Add it all up, and the sum is clear: this bill is inconsistent with the way FISA was meant to work, and it's inconsistent with the way FISA has always worked.
Fortunately, the Judiciary Committee's FISA bill shows that there is a better wayone that is faithful to the traditional FISA balance. The Judiciary Committee bill shares the same basic structure, but it addresses all of the problems I listed above. The Judiciary bill was negotiated in public, which allowed outside groups and experts to give critical feedback. It was also negotiated later in time than the Intelligence bill, meaning we had the benefit of reviewing their work.
Like the Intelligence Committee's bill, the Judiciary Committee's version also gives the Executive Branch significantly greater authority to conduct electronic surveillance than it has ever had before. Make no mistake, it too grants substantial power to the intelligence community. But unlike the Intelligence Committee's bill, the Judiciary Committee's version sets reasonable limits that protect innocent Americans from being spied on by their government without justification.

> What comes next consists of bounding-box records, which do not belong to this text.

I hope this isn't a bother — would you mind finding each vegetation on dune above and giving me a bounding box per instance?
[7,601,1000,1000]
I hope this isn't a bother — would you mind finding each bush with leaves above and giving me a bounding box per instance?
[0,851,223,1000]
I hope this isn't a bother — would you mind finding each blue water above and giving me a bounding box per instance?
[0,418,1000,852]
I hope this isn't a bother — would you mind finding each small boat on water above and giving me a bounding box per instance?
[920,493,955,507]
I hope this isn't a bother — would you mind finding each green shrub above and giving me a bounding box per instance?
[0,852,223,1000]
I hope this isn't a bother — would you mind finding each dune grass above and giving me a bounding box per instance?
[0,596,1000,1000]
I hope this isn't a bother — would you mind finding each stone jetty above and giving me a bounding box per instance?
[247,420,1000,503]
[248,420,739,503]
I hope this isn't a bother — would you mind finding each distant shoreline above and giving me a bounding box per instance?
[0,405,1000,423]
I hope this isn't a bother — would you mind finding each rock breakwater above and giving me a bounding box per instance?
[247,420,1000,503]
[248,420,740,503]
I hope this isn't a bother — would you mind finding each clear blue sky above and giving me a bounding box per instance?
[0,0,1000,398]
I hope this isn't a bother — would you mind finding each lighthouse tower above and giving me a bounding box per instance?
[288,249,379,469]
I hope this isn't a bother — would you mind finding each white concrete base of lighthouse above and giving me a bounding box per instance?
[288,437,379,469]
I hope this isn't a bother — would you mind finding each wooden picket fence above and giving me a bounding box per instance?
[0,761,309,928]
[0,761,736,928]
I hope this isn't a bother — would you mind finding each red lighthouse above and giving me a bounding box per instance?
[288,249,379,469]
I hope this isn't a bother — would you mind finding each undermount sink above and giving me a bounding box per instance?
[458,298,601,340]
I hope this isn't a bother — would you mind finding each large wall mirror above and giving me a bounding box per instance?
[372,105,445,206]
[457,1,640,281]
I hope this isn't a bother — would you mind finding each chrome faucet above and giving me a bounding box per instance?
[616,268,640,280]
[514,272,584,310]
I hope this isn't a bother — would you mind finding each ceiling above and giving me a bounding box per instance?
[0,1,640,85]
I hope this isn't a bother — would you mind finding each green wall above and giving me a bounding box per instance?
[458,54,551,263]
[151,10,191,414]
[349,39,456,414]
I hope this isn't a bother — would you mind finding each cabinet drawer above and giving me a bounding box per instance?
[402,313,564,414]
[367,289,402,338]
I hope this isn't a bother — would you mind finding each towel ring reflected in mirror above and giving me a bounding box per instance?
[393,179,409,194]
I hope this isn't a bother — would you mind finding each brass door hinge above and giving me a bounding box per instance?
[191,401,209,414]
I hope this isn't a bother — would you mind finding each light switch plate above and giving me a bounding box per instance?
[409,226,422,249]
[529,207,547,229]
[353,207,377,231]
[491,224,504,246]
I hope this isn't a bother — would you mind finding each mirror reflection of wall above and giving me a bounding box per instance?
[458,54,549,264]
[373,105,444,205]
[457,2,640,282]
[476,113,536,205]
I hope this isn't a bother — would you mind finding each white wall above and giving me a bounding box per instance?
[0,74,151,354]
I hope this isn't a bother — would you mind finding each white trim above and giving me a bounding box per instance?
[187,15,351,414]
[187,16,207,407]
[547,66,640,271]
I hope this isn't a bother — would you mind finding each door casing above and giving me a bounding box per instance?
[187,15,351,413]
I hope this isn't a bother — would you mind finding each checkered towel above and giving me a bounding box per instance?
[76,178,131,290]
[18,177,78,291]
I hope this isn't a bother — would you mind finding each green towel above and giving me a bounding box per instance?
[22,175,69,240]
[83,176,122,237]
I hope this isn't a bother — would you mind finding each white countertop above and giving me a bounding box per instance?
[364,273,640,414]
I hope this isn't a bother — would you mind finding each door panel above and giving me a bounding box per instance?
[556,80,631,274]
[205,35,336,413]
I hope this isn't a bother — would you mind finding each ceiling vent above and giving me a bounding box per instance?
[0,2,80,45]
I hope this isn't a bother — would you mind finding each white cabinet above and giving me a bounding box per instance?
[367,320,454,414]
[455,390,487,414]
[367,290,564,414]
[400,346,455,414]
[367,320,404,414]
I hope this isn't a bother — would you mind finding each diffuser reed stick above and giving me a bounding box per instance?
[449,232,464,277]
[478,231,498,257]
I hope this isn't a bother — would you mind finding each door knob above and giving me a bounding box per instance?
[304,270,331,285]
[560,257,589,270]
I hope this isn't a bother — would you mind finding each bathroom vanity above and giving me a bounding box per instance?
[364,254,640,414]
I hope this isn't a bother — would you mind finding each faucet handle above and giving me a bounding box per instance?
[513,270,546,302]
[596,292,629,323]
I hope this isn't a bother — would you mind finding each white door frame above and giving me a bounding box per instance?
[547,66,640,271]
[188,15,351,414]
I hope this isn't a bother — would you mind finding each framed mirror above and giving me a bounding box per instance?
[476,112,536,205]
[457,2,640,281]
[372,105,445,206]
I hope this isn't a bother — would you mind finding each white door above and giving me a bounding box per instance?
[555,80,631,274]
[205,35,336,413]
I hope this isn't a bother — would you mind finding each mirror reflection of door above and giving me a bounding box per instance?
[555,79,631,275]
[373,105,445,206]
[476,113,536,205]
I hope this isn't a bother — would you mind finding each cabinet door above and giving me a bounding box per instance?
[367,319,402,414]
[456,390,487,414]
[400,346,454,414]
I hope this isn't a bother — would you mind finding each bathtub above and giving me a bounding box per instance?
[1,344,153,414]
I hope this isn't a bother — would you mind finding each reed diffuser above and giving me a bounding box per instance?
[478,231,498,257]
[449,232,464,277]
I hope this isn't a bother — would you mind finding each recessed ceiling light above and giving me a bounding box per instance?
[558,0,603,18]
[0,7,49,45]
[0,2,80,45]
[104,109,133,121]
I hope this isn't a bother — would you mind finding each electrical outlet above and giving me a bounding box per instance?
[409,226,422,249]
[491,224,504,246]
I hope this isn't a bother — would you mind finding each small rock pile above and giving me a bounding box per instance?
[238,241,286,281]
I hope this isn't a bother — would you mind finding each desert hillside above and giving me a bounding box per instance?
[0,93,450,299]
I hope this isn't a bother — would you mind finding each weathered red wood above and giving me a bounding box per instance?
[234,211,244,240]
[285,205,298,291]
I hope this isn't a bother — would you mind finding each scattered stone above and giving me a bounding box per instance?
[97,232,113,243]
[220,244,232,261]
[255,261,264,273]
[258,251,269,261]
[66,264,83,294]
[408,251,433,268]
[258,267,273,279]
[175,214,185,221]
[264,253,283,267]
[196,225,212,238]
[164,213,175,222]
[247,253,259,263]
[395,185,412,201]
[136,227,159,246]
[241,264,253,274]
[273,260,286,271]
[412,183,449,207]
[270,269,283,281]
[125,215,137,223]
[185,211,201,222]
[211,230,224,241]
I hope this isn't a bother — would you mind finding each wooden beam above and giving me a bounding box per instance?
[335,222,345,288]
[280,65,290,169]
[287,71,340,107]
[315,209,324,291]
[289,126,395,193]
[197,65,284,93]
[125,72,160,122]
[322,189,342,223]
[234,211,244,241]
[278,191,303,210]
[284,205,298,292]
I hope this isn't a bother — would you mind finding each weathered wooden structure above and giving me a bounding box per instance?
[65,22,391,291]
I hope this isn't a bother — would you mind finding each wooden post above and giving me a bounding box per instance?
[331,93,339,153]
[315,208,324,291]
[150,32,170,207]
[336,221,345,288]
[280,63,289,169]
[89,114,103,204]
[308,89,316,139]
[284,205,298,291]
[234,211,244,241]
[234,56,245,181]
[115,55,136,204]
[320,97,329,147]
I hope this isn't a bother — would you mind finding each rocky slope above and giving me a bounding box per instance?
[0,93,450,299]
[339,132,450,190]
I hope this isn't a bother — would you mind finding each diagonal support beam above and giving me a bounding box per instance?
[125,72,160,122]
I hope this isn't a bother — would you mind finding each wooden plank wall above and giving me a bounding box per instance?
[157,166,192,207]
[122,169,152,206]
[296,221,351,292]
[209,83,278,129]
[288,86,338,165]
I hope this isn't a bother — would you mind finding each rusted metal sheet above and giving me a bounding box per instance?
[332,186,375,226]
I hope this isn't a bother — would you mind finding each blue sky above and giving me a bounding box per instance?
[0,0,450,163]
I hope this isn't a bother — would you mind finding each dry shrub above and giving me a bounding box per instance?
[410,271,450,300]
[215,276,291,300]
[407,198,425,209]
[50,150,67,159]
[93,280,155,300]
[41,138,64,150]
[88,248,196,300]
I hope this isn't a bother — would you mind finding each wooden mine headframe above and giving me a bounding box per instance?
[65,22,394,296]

No one should underestimate the importance of Title I of FISA. The rules governing electronic surveillance affect every American. They are the only thing that stands between the freedom of Americans to make a phone call, send an e-mail, and search the Internet, and the ability of the government to listen in on that call, read that e-mail, and review that Internet search.
In our information age, Title I of FISA provides Americans essential protections against government tyranny and abuse. We have a choice. We can adopt the Judiciary Committee bill and preserve those protections, or we can adopt the Intelligence Committee's version of Title I and abandon them.
As I've said before, I also strongly oppose Title II of the Intelligence Committee bill, which grants retroactive immunity to the phone companies. At the appropriate time, I will come back to the floor to explain why we must also strike Title II from the bill.